Einerseits stehen für uns vor allem unsere politischen Positionen im Vordergrund. Wir sind eine linke, queerfeministische Gruppe und nutzen Streetart und Graffiti, um im öffentlichen Raum auf gesellschaftliche Verhältnisse aufmerksam zu machen, sie zu kritisieren und Veränderungen zu fordern. Andererseits geht es uns natürlich auch darum, uns den öffentlichen Raum als FLIT* (Anm.: Frauen*, Lesben*, Inter* und Trans*)-Personen anzueignen. Es ist nicht abzustreiten, dass der öffentliche Raum männlich dominiert ist. Es ist eine Art von Selbstermächtigung, sich diesen Raum mittels Street Art und Graffiti anzueignen und wir hoffen natürlich auch, dass andere dadurch motiviert werden, sich auch Raum zu nehmen.

Wie können Menschen bei euch aktiv werden?
Viele Menschen, die bei uns im Kollektiv aktiv sind, kommen aus dem sozialen Umfeld bereits zuvor politisch aktiver Menschen. Manchmal stoßen aber auch Leute dazu, die uns nicht kennen. Prinzipiell können Leute, die gerne bei uns aktiv werden möchten, uns einfach via Social Media oder E-Mail kontaktieren.

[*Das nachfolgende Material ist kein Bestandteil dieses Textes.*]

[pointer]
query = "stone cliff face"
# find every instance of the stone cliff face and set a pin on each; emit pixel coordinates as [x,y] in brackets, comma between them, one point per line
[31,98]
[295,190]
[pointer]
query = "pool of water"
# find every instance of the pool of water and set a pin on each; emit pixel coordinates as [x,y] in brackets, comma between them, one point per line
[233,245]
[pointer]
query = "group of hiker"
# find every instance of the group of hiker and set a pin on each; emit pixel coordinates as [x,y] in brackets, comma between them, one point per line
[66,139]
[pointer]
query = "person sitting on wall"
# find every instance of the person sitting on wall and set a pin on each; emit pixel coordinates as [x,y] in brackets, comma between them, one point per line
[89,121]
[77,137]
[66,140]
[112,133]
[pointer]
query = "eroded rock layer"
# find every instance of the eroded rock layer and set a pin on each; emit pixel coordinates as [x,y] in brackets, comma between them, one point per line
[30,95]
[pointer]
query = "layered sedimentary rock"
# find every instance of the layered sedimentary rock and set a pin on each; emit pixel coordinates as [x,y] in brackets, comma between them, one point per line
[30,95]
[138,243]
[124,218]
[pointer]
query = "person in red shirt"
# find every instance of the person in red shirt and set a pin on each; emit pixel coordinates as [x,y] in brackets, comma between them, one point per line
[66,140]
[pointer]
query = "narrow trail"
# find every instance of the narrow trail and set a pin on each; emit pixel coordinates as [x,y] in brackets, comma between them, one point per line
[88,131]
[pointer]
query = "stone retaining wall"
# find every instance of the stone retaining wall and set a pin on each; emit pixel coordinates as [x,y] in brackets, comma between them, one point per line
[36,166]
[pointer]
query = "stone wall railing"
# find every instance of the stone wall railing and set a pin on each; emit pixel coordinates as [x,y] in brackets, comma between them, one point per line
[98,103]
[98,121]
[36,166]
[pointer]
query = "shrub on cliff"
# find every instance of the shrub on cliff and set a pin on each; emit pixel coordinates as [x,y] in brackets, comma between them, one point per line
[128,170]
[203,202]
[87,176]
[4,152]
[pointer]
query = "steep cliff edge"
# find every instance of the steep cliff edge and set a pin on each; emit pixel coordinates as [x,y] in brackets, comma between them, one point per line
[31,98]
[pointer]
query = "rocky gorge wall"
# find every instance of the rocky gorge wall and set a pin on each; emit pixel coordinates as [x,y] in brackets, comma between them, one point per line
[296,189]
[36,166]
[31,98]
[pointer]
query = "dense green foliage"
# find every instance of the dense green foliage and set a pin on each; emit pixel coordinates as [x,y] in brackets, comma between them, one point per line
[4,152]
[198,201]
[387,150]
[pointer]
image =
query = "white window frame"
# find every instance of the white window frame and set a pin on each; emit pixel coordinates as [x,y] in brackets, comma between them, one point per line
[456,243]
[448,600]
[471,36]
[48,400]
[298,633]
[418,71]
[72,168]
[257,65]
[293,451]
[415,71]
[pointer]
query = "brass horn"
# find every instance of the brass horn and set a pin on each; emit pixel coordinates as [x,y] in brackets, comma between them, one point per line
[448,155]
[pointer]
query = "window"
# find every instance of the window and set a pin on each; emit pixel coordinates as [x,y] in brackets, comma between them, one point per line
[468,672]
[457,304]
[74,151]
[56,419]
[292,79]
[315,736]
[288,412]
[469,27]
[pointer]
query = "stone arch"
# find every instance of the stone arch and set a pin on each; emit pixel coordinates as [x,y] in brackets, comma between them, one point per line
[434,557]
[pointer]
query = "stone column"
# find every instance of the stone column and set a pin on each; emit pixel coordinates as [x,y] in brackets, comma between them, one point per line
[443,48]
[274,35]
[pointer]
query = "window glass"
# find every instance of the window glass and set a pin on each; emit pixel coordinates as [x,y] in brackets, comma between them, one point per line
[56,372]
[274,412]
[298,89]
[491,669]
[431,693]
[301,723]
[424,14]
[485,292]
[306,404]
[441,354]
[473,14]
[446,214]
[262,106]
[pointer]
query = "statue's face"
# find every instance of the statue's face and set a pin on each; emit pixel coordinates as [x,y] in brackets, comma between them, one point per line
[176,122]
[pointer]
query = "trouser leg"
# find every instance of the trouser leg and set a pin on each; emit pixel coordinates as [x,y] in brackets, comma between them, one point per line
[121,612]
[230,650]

Wer kann bei euch aktiv werden?
Wie vorhin schon erwähnt geht es uns unter anderem darum, dass FLIT*-Personen sich einen Raum schaffen können sollen. Deshalb ist unser Kollektiv auch nur offen für Menschen, die sich als Frauen*, Lesben*, Inter* und Trans* identifizieren. Dementsprechend sind manche von uns organisierten Veranstaltungen nur für FLIT* offen—manche Veranstaltungen sind auch für alle offen. Das hängt vom Kontext und Inhalt der Veranstaltung ab.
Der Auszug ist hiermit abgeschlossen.